Ortadoğu coğrafyası, sahip olduğu zengin yeraltı kaynakları nedeniyle tarih boyunca büyük çatışmaların merkezi olmuştur.
Çünkü bu coğrafyada, büyük ülkelerin iştahını kabartacak petrol, doğalgaz vb. zenginliği vardır. Dünyanın kısa bir geçmişine baktığımızda bazı liderlerin orta doğudaki emellerinin petrol olduğunu kolaylıkla anlayabiliriz. Mesela, Churcill’in ‘Bir damla petrol, bir damla kandan daha değerlidir.’ sözü ve diğer bazı liderlerin buna benzer söylemleri, orta doğuda emperyal paylaşımların yapıldığını ve bu doğrultuda haritaların çizildiğini gösteriyor.
Nitekim orta doğuda; Libya’ya, kendi halkını zalimce katleden Beşar Esed’in ülkesi Suriye’ye ve geçmişten beri yapılan çatışmalar nedeniyle zayıflayan Irak’a baktığımızda bu çatışmaların güç paylaşım çatışmaları olduğunu anlayabiliriz.

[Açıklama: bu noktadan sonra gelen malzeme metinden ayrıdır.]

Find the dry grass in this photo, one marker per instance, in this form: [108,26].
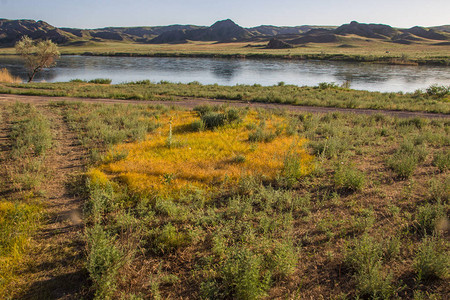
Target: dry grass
[203,159]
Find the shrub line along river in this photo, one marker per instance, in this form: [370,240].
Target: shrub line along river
[362,76]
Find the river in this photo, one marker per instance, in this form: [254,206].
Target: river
[362,76]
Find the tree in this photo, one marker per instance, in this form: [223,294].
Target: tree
[37,55]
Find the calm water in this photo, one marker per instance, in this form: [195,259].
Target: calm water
[370,77]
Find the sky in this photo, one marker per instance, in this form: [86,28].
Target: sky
[247,13]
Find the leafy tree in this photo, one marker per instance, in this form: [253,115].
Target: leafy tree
[37,55]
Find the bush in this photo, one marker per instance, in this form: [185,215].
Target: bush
[169,239]
[438,91]
[432,260]
[5,76]
[103,262]
[428,216]
[240,278]
[406,159]
[365,258]
[212,119]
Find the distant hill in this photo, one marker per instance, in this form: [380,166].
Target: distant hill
[221,31]
[12,31]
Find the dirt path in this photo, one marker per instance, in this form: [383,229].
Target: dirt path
[192,102]
[53,267]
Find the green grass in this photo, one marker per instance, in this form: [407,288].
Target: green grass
[287,94]
[30,138]
[371,50]
[282,238]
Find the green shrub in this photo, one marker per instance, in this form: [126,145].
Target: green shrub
[440,190]
[239,278]
[365,258]
[103,262]
[442,160]
[406,159]
[261,135]
[347,177]
[169,239]
[432,259]
[428,216]
[213,120]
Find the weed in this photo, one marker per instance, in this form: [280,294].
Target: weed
[439,190]
[365,258]
[428,217]
[103,262]
[240,278]
[347,177]
[432,260]
[169,239]
[406,159]
[441,160]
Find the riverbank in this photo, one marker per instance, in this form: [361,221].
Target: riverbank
[354,51]
[323,95]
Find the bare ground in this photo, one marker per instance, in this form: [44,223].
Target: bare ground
[53,267]
[192,102]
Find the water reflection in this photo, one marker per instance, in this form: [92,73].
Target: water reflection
[371,77]
[225,70]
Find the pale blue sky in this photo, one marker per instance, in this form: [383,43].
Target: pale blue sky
[247,13]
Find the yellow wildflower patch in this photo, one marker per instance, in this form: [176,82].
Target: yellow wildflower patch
[204,159]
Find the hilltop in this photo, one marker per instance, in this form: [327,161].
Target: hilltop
[223,31]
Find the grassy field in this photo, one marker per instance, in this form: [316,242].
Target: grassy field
[22,174]
[434,99]
[223,203]
[236,203]
[349,49]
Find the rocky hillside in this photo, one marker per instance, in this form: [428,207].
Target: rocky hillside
[222,31]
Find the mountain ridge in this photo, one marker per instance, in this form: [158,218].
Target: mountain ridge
[221,31]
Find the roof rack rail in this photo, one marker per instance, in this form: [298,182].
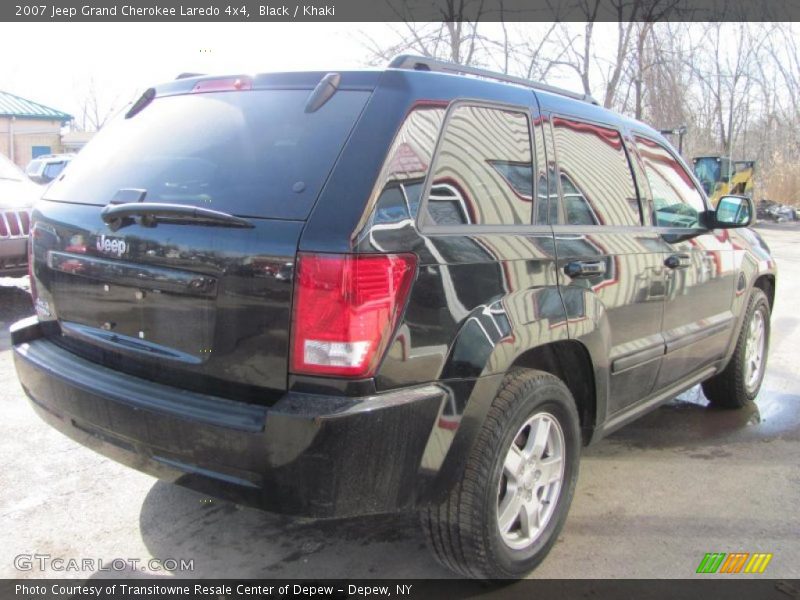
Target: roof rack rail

Bu nedenle tarihin hiçbir döneminde orta doğudaki zulüm dinmemiştir. Çünkü terör üretilen, silah tüccarlarına hizmet edilen bu yöntemlerle büyük ülkelerin güdümünde olan devletler oluşmuş, kukla yönetimlerle yerel halkın demokrasi anlayışı sindirilmiş ve bu büyük ülkelerin böl-parçala-yönet taktiğiyle yönetebilecekleri ülkeler oluşmuştur. Ortadoğu’da Filistin’deki zulmün nedeni, İsrail’in Arzı Mev’ud yani Büyük İsrail Devleti hayalidir. Rusya, bölgedeki denklemde yer alabilmek için tüm gücünü göstermektedir. Amerika Birleşik Devletleri, orta doğuda İsrail’in Büyük İsrail Devleti hayalini gerçekleştirmek ve petrol bulunan ülkelerde hâkimiyetini artırmak için ellerinden gelen her şeyi yapmaktadır.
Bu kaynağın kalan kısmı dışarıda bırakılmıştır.